Of course, Big Chuck is given the best lines of the movie, my favorite being, “His knife is his penis!”


Thompson and Bronson re-teamed the next year for The Evil That Men Do.

MURPHY’S LAW (1986) ***


If you asked your Average Joe off the street what Murphy’s Law is, they’d probably give you some lame ass answer like “Whatever can go wrong, will go wrong.”  Anyone who’s seen the Charles Bronson movie Murphy’s Law will know otherwise.  In it, Chuck plays a cop named Jack Murphy and HIS version of Murphy’s Law is (and I quote):  “Don’t fuck with Jack Murphy!”


You got to give Charles Bronson some credit here for trying something a LITTLE different with Murphy’s Law.  Instead of playing a burned out cop looking to avenge the death of his wife, he played a burned out ALCOHOLIC cop looking to avenge the death of his wife. 

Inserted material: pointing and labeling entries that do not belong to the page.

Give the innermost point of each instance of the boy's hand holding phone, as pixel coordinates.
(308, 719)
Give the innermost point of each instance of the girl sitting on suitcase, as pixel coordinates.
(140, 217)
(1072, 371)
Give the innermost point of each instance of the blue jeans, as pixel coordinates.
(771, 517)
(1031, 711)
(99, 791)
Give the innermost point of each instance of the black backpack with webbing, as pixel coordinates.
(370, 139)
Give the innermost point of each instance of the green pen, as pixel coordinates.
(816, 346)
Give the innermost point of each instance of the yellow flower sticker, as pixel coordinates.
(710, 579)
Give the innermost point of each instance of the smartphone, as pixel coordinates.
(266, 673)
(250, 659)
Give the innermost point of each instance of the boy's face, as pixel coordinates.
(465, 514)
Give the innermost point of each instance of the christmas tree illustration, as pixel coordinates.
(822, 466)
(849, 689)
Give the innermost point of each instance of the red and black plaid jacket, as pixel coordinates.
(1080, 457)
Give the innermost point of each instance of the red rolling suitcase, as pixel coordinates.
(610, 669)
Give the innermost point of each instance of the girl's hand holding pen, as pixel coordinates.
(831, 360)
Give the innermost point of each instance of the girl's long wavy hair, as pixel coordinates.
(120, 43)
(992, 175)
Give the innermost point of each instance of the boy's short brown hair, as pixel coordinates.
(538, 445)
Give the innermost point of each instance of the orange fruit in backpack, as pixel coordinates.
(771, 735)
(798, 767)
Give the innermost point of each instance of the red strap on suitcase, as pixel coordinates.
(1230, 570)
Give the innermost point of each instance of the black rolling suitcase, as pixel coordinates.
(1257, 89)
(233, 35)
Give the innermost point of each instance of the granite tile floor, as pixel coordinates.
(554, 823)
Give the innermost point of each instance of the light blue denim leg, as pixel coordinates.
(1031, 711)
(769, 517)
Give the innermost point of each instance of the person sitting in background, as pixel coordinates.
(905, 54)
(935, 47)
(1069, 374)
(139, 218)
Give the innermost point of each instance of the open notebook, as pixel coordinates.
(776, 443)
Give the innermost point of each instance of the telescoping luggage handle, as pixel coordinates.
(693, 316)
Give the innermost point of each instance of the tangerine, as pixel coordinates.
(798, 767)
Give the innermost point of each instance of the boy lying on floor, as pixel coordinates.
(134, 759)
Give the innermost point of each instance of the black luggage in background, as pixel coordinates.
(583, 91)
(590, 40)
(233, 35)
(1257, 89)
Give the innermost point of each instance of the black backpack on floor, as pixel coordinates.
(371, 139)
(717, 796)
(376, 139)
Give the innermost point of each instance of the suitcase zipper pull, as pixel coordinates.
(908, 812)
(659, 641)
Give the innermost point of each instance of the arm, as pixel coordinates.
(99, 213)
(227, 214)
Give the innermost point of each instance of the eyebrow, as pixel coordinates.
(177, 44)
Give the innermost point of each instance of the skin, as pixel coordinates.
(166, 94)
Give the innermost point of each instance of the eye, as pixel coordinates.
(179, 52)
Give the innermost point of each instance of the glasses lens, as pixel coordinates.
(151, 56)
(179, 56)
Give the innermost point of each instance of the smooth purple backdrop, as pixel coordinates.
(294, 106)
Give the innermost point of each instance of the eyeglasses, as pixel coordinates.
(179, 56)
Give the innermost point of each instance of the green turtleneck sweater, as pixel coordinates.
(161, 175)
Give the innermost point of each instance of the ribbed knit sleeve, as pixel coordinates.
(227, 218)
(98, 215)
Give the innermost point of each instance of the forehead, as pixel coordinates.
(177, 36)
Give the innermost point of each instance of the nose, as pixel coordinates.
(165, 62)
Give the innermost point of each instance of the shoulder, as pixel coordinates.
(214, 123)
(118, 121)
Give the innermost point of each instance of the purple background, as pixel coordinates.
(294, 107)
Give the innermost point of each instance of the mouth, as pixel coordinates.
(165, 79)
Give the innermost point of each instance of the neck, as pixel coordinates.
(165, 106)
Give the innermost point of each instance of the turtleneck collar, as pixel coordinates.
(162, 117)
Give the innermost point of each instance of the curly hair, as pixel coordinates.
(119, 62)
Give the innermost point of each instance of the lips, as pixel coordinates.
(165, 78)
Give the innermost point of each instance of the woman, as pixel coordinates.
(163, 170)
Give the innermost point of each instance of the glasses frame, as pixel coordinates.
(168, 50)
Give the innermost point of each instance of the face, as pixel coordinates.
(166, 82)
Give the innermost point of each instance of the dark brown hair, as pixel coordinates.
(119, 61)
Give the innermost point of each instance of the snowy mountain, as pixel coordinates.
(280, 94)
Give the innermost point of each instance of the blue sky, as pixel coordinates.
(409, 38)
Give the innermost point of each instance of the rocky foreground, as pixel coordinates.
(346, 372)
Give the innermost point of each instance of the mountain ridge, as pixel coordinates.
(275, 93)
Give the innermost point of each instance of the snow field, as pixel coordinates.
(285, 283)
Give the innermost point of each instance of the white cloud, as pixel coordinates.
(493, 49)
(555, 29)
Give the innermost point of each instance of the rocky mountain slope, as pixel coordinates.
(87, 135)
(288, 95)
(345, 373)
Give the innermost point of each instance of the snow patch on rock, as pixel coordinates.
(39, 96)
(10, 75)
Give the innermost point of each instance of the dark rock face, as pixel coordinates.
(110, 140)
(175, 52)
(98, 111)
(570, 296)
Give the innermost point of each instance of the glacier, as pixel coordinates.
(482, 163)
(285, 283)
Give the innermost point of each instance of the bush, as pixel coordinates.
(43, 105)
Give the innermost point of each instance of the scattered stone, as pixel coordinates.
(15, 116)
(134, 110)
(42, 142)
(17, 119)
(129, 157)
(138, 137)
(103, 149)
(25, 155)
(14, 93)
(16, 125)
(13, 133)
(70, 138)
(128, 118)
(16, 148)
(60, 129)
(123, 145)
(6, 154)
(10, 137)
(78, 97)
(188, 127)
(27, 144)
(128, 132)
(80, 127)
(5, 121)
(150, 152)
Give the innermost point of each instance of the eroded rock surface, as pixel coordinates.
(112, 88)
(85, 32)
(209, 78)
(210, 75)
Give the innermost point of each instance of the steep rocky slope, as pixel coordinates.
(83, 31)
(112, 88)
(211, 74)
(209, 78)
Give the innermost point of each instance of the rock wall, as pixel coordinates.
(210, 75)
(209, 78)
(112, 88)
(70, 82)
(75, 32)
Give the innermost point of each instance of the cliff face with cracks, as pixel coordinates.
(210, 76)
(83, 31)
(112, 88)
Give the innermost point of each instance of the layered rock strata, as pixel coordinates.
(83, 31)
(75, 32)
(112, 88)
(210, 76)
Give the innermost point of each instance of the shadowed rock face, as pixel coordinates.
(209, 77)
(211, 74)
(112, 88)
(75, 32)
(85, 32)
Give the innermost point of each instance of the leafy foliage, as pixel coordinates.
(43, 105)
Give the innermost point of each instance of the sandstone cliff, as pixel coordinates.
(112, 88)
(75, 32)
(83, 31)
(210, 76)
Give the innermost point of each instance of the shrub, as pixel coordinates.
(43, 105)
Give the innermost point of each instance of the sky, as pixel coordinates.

You see, it’s the little subtleties like that that makes Chuck such a great actor. 


Murphy’s Law also sets itself apart from the rest of Chuck’s other adventures by featuring a foul mouthed juvenile delinquent chick (Kathleen Wilhoite from Road House) as his partner in crime as well as a FEMALE villain (Carrie Snodgress). 


Story goes that this chick Chuck put away years ago for murder is out of the nuthouse and looking to frame Chuck for the murder of his ex-wife and her boyfriend.  Since Chuck is a drunk and his late wife was a two-timing stripper that makes him prime suspect numero uno.  So the cops cuff him to a tomboy car thief who calls Chuck stuff like “scrotum cheeks” and put them in a holding cell.  But since this is Charles Bronson we’re talking about here, he’s not going to take things lying down, so he steals a helicopter and escapes.  He thinks it’s a big time mobster trying to set him up so he goes to his penthouse and plays Russian Roulette with him.  Of course Chuck guessed wrong and royally pisses off the gangster, so not only is there a crazy chick with a crossbow after him, but a lot of Italian goombas from Central Casting too. 


What’s Chuck to do?  Of course you know.  Blow shit up, shotgun a few turkeys, and throw psychotic chicks off of high balconies.


Murphy’s Law is no Death Wish 2, but it’ll certainly do in a pinch.  The movie suffers from a number of faults, the biggest of which is having too many gratuitous supporting characters.  The movie should’ve chosen to go with either the gangsters as the villains OR the nutty psycho woman.  Having both kinda jumbles things up a bit, and makes things not quite as streamlined as it should’ve been.  Also, you can only take so much of Wilhoite’s character before she starts to grate on your nerves.  If Chuck flew solo on this one, it might’ve been better, but at least they do share a few good moments here and there together. 


I could sit here and pick this thing apart, but the truth of the matter is that Murphy’s Law features enough of Chuck doing what he does best, namely shooting people saying funny shit like “What is this, Romper Room?”, to make it wholly worthwhile for any dyed in the wool Bronson fan.